Contains the arguments required to load the model.

data_argsDatasetArguments object.

Contains the arguments required to load the dataset.

evaluator_argsEvaluatorArguments object.

Contains the arguments required to perform evaluation.

create_dataloader(dataset: lmflow.datasets.dataset.Dataset)[source]#
_match(predicted_answer, groundtruth, answer_type=None)[source]#
evaluate(model, dataset: lmflow.datasets.dataset.Dataset, metric='accuracy', verbose=True)[source]#

Perform Evaluation for a model

Parameters:
modelTunableModel object.

TunableModel to perform inference

datasetDataset object.
_evaluate_acc_with_accelerator(model, dataset, verbose=True)[source]#
_evaluate_acc_with_deepspeed(model, dataset, verbose=True)[source]#
_evaluate_ppl(model, dataset: lmflow.datasets.dataset.Dataset, verbose=True)[source]#
_evaluate_nll(model, dataset: lmflow.datasets.dataset.Dataset, verbose=True)[source]#

Evaluates negative log likelihood of the model over a dataset.

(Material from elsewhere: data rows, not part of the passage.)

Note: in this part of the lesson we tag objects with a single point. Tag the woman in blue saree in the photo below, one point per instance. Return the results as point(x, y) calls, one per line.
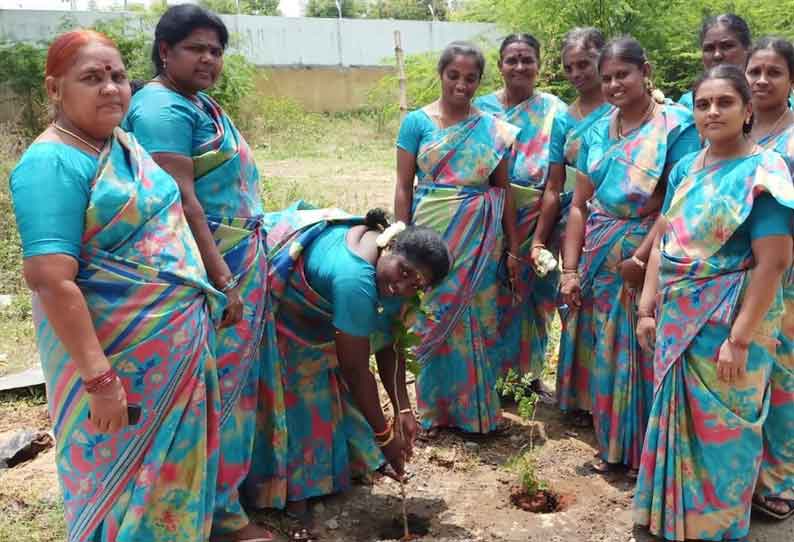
point(339, 285)
point(770, 72)
point(580, 50)
point(623, 162)
point(123, 313)
point(713, 302)
point(536, 174)
point(724, 39)
point(459, 155)
point(192, 138)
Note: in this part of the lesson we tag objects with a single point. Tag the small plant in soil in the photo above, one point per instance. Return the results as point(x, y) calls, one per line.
point(532, 493)
point(518, 388)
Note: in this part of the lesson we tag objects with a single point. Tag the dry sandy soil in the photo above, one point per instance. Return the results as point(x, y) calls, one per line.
point(460, 489)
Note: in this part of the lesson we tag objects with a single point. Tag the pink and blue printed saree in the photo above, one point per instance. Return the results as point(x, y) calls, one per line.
point(524, 326)
point(704, 442)
point(626, 174)
point(146, 288)
point(460, 351)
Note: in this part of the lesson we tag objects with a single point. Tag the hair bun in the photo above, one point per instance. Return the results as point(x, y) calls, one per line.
point(376, 219)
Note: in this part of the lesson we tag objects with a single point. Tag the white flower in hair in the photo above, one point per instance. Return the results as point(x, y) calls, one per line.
point(545, 263)
point(389, 233)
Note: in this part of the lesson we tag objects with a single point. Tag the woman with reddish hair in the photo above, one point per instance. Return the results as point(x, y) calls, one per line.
point(123, 312)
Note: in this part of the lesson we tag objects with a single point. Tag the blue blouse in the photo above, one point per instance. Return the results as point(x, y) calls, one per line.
point(50, 188)
point(347, 281)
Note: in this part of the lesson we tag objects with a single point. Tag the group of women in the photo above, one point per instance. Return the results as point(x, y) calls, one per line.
point(673, 224)
point(200, 353)
point(196, 348)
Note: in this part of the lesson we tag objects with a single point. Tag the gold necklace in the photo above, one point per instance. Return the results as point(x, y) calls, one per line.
point(578, 109)
point(96, 149)
point(645, 118)
point(774, 126)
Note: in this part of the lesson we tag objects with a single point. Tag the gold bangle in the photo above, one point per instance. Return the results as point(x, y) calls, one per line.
point(387, 441)
point(738, 344)
point(384, 432)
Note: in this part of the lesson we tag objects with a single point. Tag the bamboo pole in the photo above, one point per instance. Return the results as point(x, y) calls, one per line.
point(398, 52)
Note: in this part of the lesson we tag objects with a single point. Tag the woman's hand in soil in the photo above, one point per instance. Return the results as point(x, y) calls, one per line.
point(410, 429)
point(234, 308)
point(396, 452)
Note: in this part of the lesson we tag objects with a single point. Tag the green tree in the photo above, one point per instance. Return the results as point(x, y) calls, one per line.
point(247, 7)
point(351, 9)
point(417, 10)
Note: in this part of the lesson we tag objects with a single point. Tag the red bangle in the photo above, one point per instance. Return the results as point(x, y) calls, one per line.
point(738, 344)
point(96, 384)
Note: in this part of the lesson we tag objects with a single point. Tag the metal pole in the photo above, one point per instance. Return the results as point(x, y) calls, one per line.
point(398, 52)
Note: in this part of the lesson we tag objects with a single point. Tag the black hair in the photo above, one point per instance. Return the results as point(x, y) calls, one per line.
point(779, 46)
point(733, 75)
point(735, 24)
point(376, 219)
point(461, 48)
point(178, 22)
point(424, 246)
point(420, 245)
point(625, 49)
point(589, 38)
point(522, 37)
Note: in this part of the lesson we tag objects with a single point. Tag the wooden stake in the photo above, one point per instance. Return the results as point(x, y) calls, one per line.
point(398, 52)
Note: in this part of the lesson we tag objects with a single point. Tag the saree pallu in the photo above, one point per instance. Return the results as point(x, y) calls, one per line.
point(619, 384)
point(601, 335)
point(574, 368)
point(327, 439)
point(525, 314)
point(704, 441)
point(227, 186)
point(141, 274)
point(460, 353)
point(776, 477)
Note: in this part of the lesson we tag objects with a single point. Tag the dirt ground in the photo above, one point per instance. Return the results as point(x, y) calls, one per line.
point(459, 490)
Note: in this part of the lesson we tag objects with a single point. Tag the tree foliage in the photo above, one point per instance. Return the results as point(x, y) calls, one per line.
point(351, 9)
point(247, 7)
point(416, 10)
point(667, 30)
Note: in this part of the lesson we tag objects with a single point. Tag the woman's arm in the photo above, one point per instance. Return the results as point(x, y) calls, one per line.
point(550, 205)
point(391, 368)
point(181, 169)
point(574, 230)
point(646, 311)
point(773, 257)
point(404, 189)
point(51, 278)
point(353, 354)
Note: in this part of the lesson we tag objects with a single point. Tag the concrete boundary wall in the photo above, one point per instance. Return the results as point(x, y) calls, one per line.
point(278, 41)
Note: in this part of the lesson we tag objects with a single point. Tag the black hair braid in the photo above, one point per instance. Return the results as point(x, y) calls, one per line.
point(377, 219)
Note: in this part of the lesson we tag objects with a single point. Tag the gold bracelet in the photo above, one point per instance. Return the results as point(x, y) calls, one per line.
point(738, 344)
point(387, 441)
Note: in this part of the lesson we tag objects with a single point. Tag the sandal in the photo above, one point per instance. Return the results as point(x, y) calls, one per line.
point(600, 466)
point(429, 434)
point(545, 395)
point(760, 504)
point(302, 534)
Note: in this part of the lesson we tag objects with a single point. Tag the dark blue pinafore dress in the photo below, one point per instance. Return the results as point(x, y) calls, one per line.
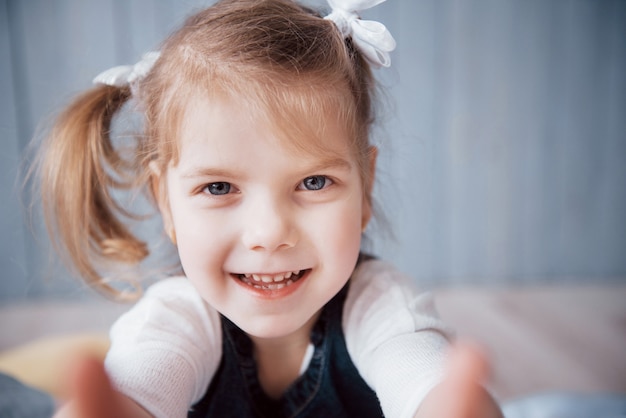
point(330, 387)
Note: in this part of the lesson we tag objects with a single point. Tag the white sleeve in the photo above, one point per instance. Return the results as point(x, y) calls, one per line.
point(394, 337)
point(166, 349)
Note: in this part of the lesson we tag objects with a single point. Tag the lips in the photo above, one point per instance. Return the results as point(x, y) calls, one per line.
point(271, 281)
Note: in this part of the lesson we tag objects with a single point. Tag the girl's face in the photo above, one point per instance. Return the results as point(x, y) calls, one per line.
point(266, 233)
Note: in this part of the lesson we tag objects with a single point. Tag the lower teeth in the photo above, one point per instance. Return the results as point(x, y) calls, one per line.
point(268, 286)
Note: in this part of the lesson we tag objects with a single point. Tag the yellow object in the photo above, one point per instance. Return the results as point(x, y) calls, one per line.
point(44, 363)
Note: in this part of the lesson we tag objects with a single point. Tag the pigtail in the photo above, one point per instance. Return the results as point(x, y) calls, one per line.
point(78, 170)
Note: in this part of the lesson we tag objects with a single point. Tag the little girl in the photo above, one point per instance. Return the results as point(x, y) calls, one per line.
point(256, 149)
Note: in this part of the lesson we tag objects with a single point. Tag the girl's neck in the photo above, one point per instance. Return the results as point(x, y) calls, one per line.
point(279, 360)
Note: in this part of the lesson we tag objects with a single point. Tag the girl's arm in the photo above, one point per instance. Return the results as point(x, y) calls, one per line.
point(460, 394)
point(93, 396)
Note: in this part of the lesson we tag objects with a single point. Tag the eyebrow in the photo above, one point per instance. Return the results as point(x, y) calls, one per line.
point(207, 172)
point(334, 163)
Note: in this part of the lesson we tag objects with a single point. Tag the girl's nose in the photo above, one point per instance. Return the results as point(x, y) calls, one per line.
point(269, 227)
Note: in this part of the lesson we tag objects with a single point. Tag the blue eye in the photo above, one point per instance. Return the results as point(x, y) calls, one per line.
point(315, 182)
point(218, 189)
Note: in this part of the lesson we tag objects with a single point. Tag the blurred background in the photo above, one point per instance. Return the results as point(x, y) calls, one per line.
point(503, 132)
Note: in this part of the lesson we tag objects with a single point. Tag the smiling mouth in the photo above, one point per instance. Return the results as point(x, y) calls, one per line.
point(271, 281)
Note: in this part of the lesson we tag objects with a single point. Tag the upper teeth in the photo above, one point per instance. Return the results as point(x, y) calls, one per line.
point(271, 278)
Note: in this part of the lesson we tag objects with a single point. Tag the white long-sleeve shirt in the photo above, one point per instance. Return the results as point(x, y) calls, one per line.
point(167, 348)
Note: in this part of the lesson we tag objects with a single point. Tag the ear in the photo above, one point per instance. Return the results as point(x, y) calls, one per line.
point(158, 181)
point(368, 187)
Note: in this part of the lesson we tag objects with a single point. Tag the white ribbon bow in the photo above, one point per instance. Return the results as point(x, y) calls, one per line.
point(371, 37)
point(126, 75)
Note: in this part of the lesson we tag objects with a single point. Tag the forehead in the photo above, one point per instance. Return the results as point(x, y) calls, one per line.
point(307, 129)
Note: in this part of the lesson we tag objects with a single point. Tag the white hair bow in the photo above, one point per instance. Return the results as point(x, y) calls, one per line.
point(126, 75)
point(370, 37)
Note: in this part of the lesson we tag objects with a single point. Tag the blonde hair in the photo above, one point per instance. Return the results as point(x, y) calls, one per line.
point(281, 59)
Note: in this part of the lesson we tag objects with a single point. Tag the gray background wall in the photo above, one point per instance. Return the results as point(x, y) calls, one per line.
point(503, 151)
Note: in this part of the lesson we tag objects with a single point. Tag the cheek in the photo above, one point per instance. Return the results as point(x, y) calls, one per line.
point(197, 235)
point(339, 232)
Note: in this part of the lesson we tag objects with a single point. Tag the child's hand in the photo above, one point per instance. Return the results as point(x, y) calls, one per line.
point(94, 397)
point(460, 394)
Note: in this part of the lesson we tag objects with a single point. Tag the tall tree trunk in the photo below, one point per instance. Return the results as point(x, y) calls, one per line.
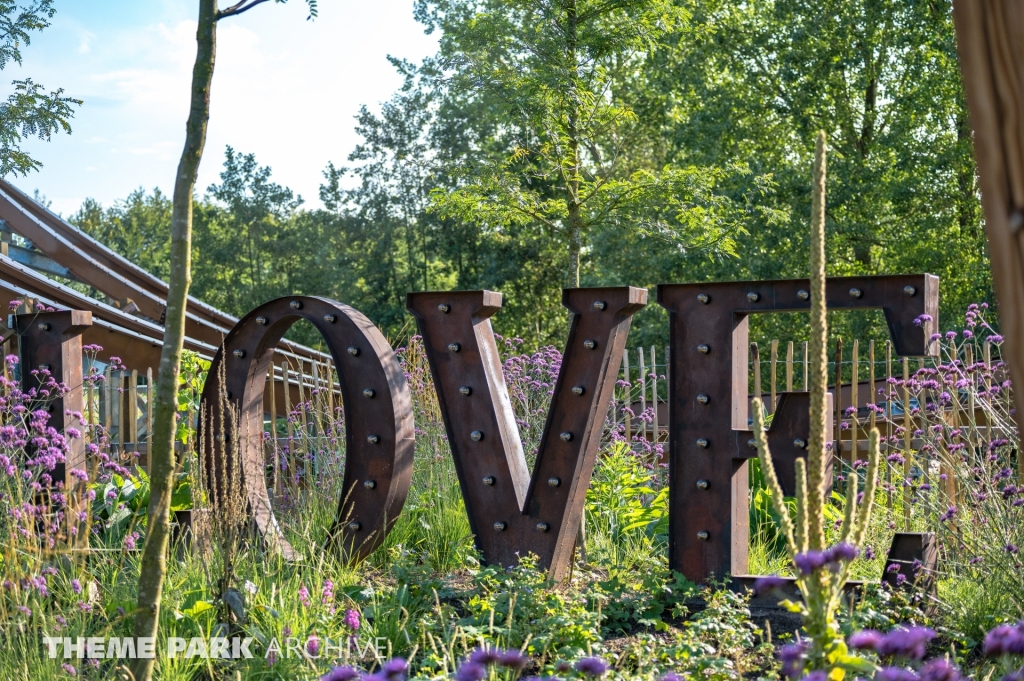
point(154, 565)
point(574, 208)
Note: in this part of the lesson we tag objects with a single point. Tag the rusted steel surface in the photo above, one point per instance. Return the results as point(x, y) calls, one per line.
point(710, 435)
point(378, 417)
point(112, 273)
point(53, 341)
point(788, 433)
point(511, 512)
point(135, 340)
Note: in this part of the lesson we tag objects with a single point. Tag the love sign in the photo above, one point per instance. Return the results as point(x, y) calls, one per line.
point(513, 511)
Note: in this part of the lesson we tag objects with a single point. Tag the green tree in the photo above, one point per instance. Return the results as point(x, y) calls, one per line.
point(552, 74)
point(137, 227)
point(153, 566)
point(753, 82)
point(29, 111)
point(249, 235)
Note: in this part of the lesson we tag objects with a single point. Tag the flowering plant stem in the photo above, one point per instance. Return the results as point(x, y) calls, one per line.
point(822, 573)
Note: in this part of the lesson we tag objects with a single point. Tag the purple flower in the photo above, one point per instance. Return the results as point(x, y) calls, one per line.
point(765, 584)
point(351, 620)
point(867, 639)
point(1005, 639)
point(905, 642)
point(809, 561)
point(471, 672)
point(592, 667)
point(939, 670)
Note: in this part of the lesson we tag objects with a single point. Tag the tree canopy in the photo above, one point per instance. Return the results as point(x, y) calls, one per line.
point(29, 110)
point(694, 123)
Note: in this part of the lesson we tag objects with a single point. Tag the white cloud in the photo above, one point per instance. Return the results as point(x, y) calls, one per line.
point(285, 89)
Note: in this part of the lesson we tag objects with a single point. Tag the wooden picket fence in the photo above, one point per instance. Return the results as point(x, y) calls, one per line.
point(122, 405)
point(860, 378)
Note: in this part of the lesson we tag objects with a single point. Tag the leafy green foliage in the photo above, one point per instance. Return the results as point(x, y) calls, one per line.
point(29, 111)
point(554, 72)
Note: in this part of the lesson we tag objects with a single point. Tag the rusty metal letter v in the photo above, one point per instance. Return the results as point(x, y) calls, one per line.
point(511, 512)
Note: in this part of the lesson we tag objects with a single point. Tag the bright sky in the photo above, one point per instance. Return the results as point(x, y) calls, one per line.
point(285, 88)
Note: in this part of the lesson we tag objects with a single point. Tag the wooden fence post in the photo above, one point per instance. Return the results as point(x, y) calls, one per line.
point(991, 59)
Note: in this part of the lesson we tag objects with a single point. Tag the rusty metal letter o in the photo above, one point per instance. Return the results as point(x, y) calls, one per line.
point(388, 463)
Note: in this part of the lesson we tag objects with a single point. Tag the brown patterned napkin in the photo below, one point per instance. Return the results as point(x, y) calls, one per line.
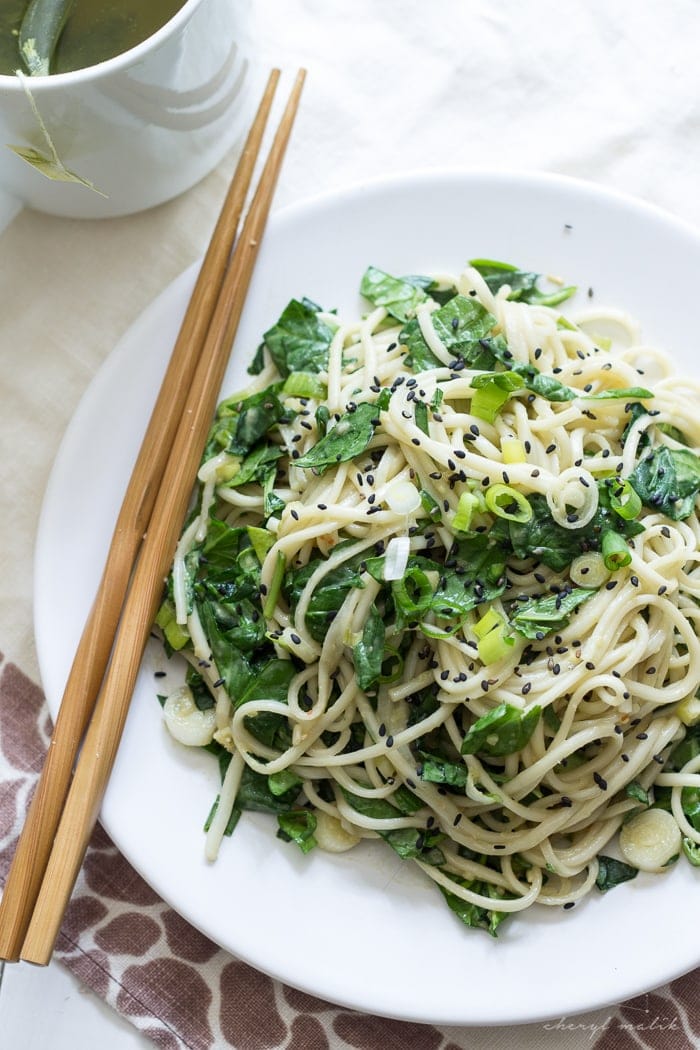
point(183, 991)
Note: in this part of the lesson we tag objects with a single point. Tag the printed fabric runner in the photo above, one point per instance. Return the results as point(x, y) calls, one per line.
point(183, 991)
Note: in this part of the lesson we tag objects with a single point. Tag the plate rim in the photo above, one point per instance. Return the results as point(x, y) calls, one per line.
point(291, 214)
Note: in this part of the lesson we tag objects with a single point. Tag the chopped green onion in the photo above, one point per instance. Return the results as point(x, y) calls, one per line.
point(589, 570)
point(176, 634)
point(688, 711)
point(507, 502)
point(489, 622)
point(624, 501)
point(275, 586)
point(494, 646)
point(616, 554)
point(465, 508)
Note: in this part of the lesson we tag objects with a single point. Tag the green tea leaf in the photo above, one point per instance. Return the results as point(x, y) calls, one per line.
point(40, 30)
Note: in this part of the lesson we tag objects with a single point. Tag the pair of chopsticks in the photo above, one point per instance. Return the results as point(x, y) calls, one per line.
point(97, 696)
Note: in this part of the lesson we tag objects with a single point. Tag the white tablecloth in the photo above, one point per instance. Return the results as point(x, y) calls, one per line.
point(605, 91)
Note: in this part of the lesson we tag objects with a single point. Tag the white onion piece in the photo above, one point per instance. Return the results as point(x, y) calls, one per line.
point(331, 835)
point(186, 722)
point(397, 558)
point(650, 840)
point(402, 497)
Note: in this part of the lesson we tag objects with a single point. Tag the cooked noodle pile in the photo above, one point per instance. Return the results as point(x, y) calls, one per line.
point(441, 586)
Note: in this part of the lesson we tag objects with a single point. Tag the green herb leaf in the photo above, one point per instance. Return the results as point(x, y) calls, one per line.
point(298, 826)
point(348, 438)
point(300, 340)
point(460, 324)
point(612, 873)
point(523, 284)
point(503, 731)
point(538, 616)
point(473, 915)
point(635, 791)
point(398, 295)
point(441, 771)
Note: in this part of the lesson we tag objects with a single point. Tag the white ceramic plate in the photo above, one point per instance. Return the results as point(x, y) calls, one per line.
point(362, 928)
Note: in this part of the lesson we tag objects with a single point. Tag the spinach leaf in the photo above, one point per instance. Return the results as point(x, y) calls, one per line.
point(523, 284)
point(257, 465)
point(635, 791)
point(240, 422)
point(298, 826)
point(254, 794)
point(368, 653)
point(300, 340)
point(503, 731)
point(667, 480)
point(460, 324)
point(398, 295)
point(551, 612)
point(414, 843)
point(271, 681)
point(473, 915)
point(327, 596)
point(554, 545)
point(474, 572)
point(437, 770)
point(233, 666)
point(612, 873)
point(348, 438)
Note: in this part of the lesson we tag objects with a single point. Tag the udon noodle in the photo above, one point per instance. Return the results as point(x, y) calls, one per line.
point(466, 587)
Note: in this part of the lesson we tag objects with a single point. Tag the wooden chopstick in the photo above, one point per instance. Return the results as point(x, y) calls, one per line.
point(105, 729)
point(92, 653)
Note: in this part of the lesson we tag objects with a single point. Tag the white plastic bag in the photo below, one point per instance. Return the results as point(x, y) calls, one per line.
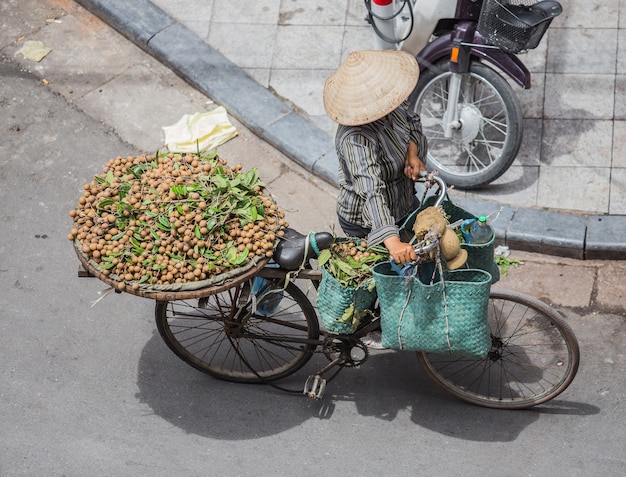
point(200, 131)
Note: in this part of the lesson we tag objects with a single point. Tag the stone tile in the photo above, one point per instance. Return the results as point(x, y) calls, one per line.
point(611, 291)
point(619, 144)
point(124, 101)
point(583, 189)
point(248, 46)
point(324, 123)
point(530, 150)
point(305, 12)
point(244, 11)
point(621, 49)
point(304, 90)
point(620, 96)
point(356, 38)
point(588, 14)
point(187, 10)
point(576, 143)
point(547, 232)
point(308, 47)
point(618, 190)
point(576, 96)
point(356, 14)
point(200, 28)
point(532, 99)
point(518, 185)
point(582, 50)
point(260, 75)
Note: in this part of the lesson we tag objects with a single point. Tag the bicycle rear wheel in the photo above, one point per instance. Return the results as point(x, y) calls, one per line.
point(534, 357)
point(221, 335)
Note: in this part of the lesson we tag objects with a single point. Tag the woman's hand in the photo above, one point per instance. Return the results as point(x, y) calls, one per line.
point(412, 164)
point(401, 252)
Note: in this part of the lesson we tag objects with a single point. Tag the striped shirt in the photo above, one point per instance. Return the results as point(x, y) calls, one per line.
point(374, 193)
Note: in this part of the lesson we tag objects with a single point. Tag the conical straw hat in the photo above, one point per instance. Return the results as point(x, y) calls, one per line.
point(368, 85)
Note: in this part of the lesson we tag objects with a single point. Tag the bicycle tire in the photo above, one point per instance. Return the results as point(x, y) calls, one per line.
point(223, 338)
point(491, 125)
point(533, 358)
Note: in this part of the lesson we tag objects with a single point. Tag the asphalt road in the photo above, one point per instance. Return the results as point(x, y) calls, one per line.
point(94, 391)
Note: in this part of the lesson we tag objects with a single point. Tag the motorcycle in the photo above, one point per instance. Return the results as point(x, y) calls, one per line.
point(469, 111)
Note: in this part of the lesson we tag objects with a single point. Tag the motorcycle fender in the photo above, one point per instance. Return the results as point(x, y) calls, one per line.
point(441, 48)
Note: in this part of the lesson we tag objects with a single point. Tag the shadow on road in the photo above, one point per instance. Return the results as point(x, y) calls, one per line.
point(388, 385)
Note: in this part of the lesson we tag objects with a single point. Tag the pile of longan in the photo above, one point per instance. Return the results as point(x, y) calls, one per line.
point(174, 218)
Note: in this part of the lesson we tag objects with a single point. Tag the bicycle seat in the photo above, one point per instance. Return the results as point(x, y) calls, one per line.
point(289, 252)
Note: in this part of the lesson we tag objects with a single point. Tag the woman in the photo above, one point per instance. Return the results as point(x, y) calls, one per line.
point(379, 144)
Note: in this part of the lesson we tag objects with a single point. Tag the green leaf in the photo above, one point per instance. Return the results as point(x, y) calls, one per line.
point(324, 256)
point(347, 269)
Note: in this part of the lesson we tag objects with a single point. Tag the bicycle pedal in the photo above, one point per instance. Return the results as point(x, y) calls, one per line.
point(314, 386)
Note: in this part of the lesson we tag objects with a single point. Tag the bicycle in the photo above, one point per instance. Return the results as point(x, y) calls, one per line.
point(534, 354)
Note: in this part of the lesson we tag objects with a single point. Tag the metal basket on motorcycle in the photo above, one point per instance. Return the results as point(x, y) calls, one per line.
point(516, 25)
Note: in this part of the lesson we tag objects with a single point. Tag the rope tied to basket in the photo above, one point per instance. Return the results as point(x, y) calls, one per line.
point(413, 275)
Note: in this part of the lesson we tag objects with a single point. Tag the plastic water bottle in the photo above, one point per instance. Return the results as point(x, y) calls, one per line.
point(480, 231)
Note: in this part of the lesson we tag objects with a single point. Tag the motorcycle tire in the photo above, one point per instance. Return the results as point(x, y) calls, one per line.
point(490, 135)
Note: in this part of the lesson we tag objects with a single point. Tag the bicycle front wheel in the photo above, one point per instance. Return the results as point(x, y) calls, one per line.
point(534, 357)
point(226, 336)
point(488, 139)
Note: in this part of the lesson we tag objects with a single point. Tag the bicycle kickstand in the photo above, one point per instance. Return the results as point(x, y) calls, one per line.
point(315, 385)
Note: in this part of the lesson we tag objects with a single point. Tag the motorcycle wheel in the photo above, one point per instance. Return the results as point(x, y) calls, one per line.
point(489, 138)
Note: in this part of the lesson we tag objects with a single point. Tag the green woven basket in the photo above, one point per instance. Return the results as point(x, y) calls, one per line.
point(333, 299)
point(479, 256)
point(418, 316)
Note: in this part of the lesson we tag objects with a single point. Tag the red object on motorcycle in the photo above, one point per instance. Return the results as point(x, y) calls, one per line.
point(383, 18)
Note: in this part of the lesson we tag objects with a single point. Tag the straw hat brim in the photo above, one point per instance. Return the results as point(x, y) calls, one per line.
point(369, 85)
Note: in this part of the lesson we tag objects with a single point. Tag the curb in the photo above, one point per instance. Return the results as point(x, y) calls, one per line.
point(577, 236)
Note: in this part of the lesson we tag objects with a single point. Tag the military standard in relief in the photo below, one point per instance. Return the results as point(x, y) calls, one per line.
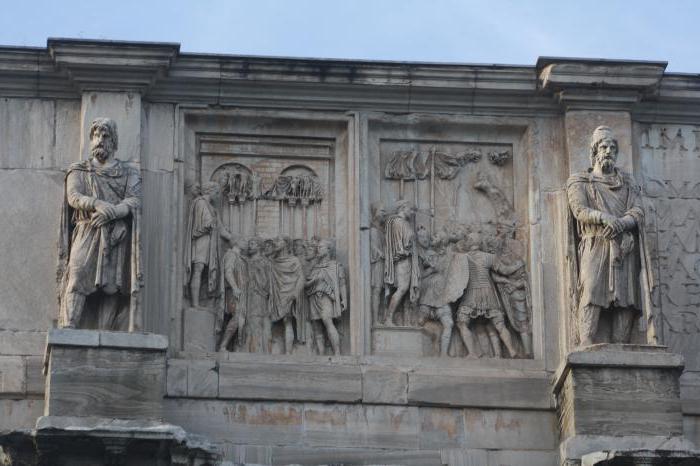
point(279, 261)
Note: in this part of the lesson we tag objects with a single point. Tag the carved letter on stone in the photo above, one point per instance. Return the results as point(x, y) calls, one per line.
point(99, 242)
point(607, 209)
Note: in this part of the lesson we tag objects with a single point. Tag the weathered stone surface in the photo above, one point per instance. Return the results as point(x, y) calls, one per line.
point(290, 381)
point(510, 429)
point(384, 385)
point(19, 414)
point(13, 379)
point(126, 381)
point(246, 422)
point(480, 389)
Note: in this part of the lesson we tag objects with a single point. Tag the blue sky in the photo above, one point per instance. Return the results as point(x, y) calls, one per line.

NLL = -1/N sum_{i=1}^N sum_{j=1}^|w_i| ln(p(w_{i,j}|context_window)),

where N is the number of data samples, w_{i,j} is the j-th token in i-th sample. Here “context_window” = p(w_{i,start}, w_{i,start+1}, …, p_{i,j-1} with start = max(0, j - window_length + 1). “window_length” is normally the maximum length accepted by the model.

Returns:

A float which represents the negative log likelihood.